Tras terminar mi relato, ella me dijo: “Tienes razón en sentirte triste y si yo fuera tú, tal vez sentiría vergüenza”.
“¿Cómo?, ¿qué no me vas a decir que leo muy bien para consolarme?”, pensé en mi mente en un tono de reclamo mientras la volteaba a ver con una mirada de asombro. Pero en lugar de eso, le dije: “Entonces, ¿está bien que me sienta triste?”
“No se trata de si está bien o mal sentir tristeza. Se trata de entender que, si te sientes triste, significa que tú quieres leer mejor que lo que lees hasta ahora.”, me dijo con cariño. “Tú puedes decidir si te quieres seguir sintiendo triste por lo que sucedió, o si haces algo para leer como realmente quieres leer”.
Me acuerdo que de alguna manera al escuchar sus palabras sentí un descanso. En primer lugar, porque sentí que tenía permiso de reconocer mi tristeza y no tenía que fingir que todo estaba bien. Y en segundo lugar, me había enseñado que mi tristeza sólo era la manifestación de un deseo no cumplido que existía dentro de mí.
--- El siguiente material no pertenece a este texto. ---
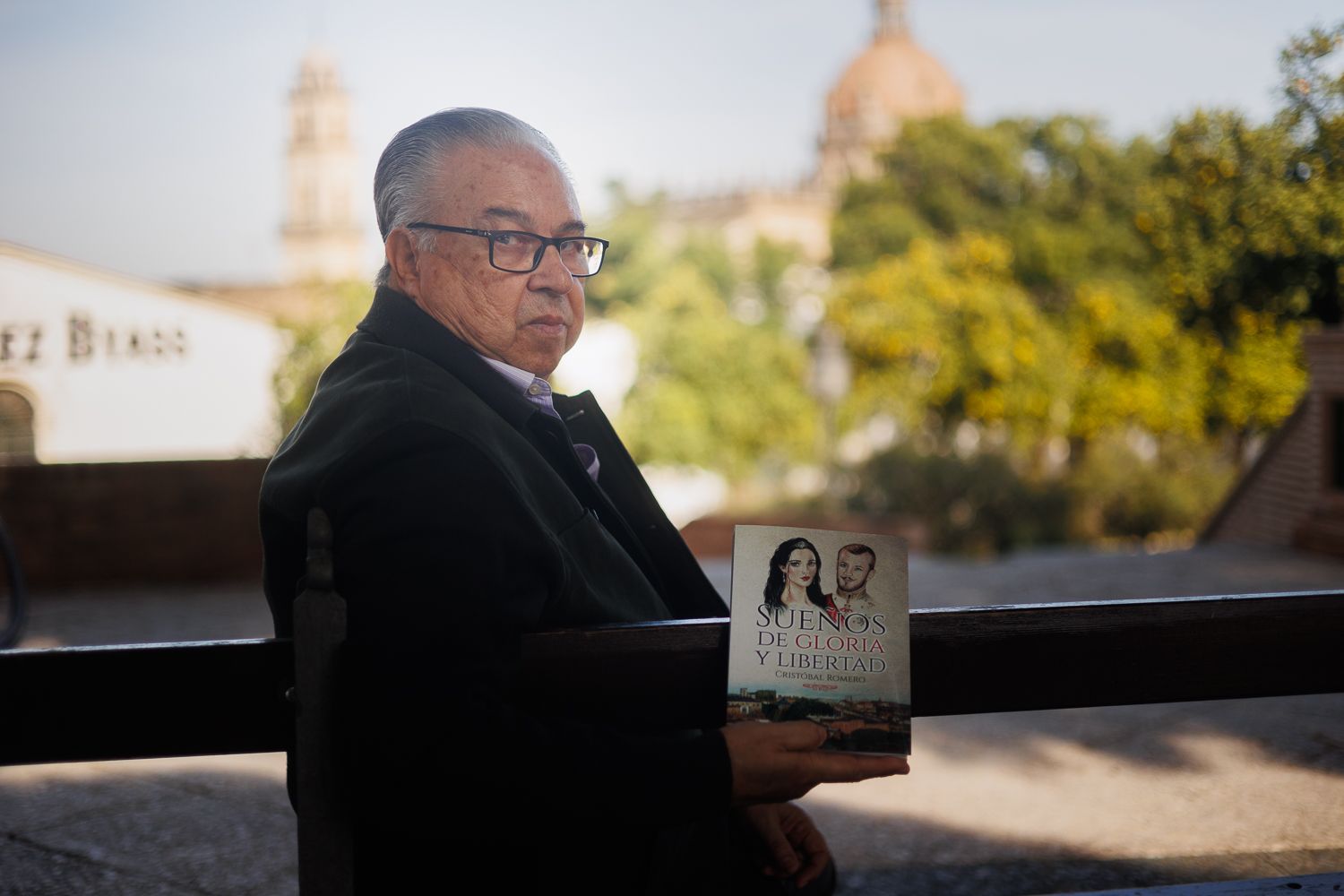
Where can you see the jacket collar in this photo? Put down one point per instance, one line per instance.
(394, 319)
Sus palabras me recordaron que yo quería leer como Tatiana Cuevas. Y también me dejaron muy claro que yo podía hacer algo al respecto.
Recuerdo que. a partir de esa plática, comencé a escribir la letra “b” en mi mano derecha y la letra “d” en la izquierda. Las escribía muy pequeñitas para que nadie viera. También cerraba mi puño derecho cada vez que veía palabras con la letra “b” y el izquierdo con palabras como “delfín” y “dinosaurio”. En secreto leía en fuerte en mi cuarto y trataba de hacerlo cada vez más rápido. Siempre recordando que no quería volver a sentir esa tristeza. Pero, sobre todo, conectaba con el orgullo de poder sentir que podía ser la mejor para leer del salón. Pasaron lo que para mí fueron muchos meses, hasta que casi dos años después, al terminar cuarto de primaria, la maestra me pidió leer en fuerte y cuando terminé, sus palabras fueron: “Ale, fue un placer escucharte leer el día de hoy”. Sin darse cuenta, esa maestra sembró en mí la fe de que había logrado mi sueño.
Hace algunas semanas, estuve en un estudio profesional grabando los audios para Spotify que son parte de uno de mis libros del programa de adolescentes Conoce Tus Emociones. Y mientras leía en fuerte, esforzándome en hacerlo lo mejor posible, recordé la sabiduría de mi tía, que me enseñó la importancia de enseñarles a los niños a reconocer lo que sus emociones les comunican. Y también vinieron a mí las palabras de ánimo y reconocimiento de mi maestra.
Por eso, hoy quiero agradecer a todos aquellos maestros y padres de familia que educan a través de enseñar a los niños a escuchar su corazón y también a aquellos que se toman el tiempo de sembrar la fe necesaria para hacerles creer que sus sueños pueden hacerse realidad.